Wolfenstein: Enemy Territory had made waves as one of the first free team-based shooters that generated huge base of shooting fans! In it, the Axis and Allies had been pitted against each other in maps that revolved around objectives. Though that game didn’t look quite polished, the gameplay had delivered an addicting euphoria. Now, the king of fast-paced team-based shooters receives a multi-platform title, Enemy Territory: Quake Wars. Being a team-based shooter, the story takes a backseat and leaves the gameplay to do the talking. There are two groups at war – the ugly Strogg, and the human Global Defense Force. The Strogg have come from space to try to wipeout humanity’s existence, and humanity fights back. This sets up the battlefields you wind up playing in, from North American settings to African territories.
The gameplay is similar to the original Wolfenstein – if you’re on the attacking team, you complete objectives by blowing up gates or escorting a massive APC around city streets. The defending team simply tries to prevent the attackers from accomplishing these objectives – the victor is either the team that plows through the defense, or the team that holds the attackers off until the end of the game. Players are rewarded for playing their part with not only points but experience, as well. The experience points count toward better equipment, and are signified by a change in your inventory and stars in your experience bar.
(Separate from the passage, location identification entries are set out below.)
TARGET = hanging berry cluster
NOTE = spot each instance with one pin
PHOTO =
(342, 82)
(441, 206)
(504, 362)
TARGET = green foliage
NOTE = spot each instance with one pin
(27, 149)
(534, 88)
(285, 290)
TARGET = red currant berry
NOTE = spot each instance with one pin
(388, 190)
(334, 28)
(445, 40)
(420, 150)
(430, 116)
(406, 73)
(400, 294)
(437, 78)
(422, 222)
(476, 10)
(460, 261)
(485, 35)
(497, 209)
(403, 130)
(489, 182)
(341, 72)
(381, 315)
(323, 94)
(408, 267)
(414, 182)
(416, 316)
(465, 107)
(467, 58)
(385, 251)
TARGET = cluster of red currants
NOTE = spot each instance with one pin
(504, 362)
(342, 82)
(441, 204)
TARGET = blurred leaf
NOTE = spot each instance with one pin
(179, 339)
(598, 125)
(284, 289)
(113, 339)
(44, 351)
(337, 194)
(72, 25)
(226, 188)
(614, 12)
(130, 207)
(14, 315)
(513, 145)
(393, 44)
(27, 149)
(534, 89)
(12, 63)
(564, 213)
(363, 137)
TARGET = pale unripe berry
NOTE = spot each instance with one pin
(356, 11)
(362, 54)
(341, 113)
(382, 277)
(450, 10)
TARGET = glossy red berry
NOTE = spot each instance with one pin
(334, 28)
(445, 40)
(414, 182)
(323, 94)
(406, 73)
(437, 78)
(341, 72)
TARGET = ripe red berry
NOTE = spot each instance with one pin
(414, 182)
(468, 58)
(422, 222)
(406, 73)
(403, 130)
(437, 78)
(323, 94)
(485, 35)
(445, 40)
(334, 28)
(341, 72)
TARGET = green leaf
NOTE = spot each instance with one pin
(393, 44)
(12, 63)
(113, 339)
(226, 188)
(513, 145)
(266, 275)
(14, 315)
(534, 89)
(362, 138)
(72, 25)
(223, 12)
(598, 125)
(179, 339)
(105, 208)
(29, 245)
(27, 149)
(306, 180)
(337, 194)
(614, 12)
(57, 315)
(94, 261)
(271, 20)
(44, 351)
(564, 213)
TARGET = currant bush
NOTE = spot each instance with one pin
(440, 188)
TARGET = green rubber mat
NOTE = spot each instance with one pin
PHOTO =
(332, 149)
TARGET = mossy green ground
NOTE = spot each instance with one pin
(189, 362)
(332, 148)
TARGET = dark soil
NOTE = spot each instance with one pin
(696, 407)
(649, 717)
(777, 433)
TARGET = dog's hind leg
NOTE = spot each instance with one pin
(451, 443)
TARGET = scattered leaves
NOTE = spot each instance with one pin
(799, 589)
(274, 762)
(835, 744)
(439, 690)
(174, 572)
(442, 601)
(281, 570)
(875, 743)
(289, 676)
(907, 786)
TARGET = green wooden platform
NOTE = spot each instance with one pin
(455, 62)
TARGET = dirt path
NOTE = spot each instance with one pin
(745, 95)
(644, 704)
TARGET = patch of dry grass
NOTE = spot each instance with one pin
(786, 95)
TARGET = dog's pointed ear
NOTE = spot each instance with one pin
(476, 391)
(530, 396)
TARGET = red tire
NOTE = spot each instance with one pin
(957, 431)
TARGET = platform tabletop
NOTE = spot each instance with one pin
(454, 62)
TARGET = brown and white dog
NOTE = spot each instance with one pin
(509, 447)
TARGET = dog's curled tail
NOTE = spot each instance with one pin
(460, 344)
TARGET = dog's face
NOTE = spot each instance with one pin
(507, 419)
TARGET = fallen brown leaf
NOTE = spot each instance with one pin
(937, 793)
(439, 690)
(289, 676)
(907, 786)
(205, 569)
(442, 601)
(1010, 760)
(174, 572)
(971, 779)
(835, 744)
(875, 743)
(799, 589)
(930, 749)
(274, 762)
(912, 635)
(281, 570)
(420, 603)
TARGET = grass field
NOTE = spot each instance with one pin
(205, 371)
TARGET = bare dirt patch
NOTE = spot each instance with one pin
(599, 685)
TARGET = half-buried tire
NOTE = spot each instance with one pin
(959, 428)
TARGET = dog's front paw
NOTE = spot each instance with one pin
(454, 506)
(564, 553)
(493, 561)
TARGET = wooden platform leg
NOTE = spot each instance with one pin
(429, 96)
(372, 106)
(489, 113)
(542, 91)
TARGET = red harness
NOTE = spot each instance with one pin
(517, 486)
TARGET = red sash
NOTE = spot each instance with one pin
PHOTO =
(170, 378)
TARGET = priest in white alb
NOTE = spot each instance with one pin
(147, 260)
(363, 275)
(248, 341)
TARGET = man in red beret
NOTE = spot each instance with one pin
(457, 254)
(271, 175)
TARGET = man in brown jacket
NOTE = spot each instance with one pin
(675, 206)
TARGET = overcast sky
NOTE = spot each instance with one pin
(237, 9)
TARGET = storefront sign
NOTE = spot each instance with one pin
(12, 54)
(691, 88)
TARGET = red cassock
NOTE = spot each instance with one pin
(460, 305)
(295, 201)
What Quake Wars brings to the table are some of the much-needed tweaks to the formula. First and foremost, the maps are huge! Not just big in scale – but rather these are of continental proportion! Secondly, as necessity is the mother of invention, vehicles have been thrown into the mix; these are mainly land-based, but some aerial vehicles are featured as well.
Finally, the gameplay has been fine-tuned and as a result, you now have a more balanced combat sequence compared to the original Wolfenstein. In addition, the teams here are now almost identical to each other in terms of strength, with minor weaknesses between them. Of course, this being a Quake game, the pace is extremely fast – you’ll feel like you are constantly sprinting, and the jumping portion is still as insane as ever! One quirk to look out for between the PC version and the Xbox 360 translation is that Quake Wars supports a total of 16 players instead of the usual 32 found on PC. Since Quake Wars is limited to 16 participants, the action is not going to be as quite frantic in providing a multiplayer shooting spree; though that may be the case, the pace still remains true to the Quake experience.
Another one of Quake Wars’ little snags is the fact that you’re not told what the experience points actually represents; you have the usual reminder that you’ve leveled up, but you have to figure out what that reward is for yourself. All of this applies to the single-player and multiplayer modes; the single-player is generally just a series of multiplayer games with bots lined nicely up for you. The graphics are quite excellent, but not as advanced in details as we had hope it would be, especially living by today’s standards; but what’s nice is that the engine that was used for games such as Doom 3 and Quake 4 is featured here, though, with minor tweaks. Surprisingly, the Xbox 360 version has exhibited a few noticeable frame rate hiccups. Quake Wars occasionally chokes in heavy combat or sometimes just looking at the horizon.
The textures for weapons and characters are relatively sharp and the lighting effects such as shadows are relatively decent for the most part. However, the different environments are one of the game’s great spectacles. Fighting in snow is an amazing experience, and so is the moment you realize that the terrain is not all one texture simply repeated over and over. Quake Wars features “MegaTexture” technology, which means that the terrain’s texture has been essentially painted on, and not repeated through recycling process. In the audio department, the same mixture of remarks could be said for the sound effects. While they’re crisp and have distinct environmental noises, the qualities are somewhat similar to the PC version with slightly enhanced properties. At least, they project a more wholesome discharge, where the guns and other featured weaponries make a respectable and realistic impression.
The voiceovers, on the other hand, are interesting to say the least, with a bag of amusing scripts that help create a more laid-back atmosphere for casual players, such as humans screaming “I’m in disguise!” Unfortunately, the music is somewhat lacking in context. You’ll listen to significantly budgeted score. Overall, Activision’s move from the original PC to a more futuristic translation on the Xbox 360 console is a good one. Quake Wars features a lot of the same addicting gameplay found in the classic Wolfenstein, but presented in a much smoother, much refined, incredibly detailed presentation. Don’t expect any real storyline here. Enemy Territory: Quake Wars is build on one thing, which is about straight up, hardcore shooting and does a fine job at it. Anyone looking for great kick in one of the best team-based shooters out there shouldn’t look any further. This is a must have for Wolfenstein fans!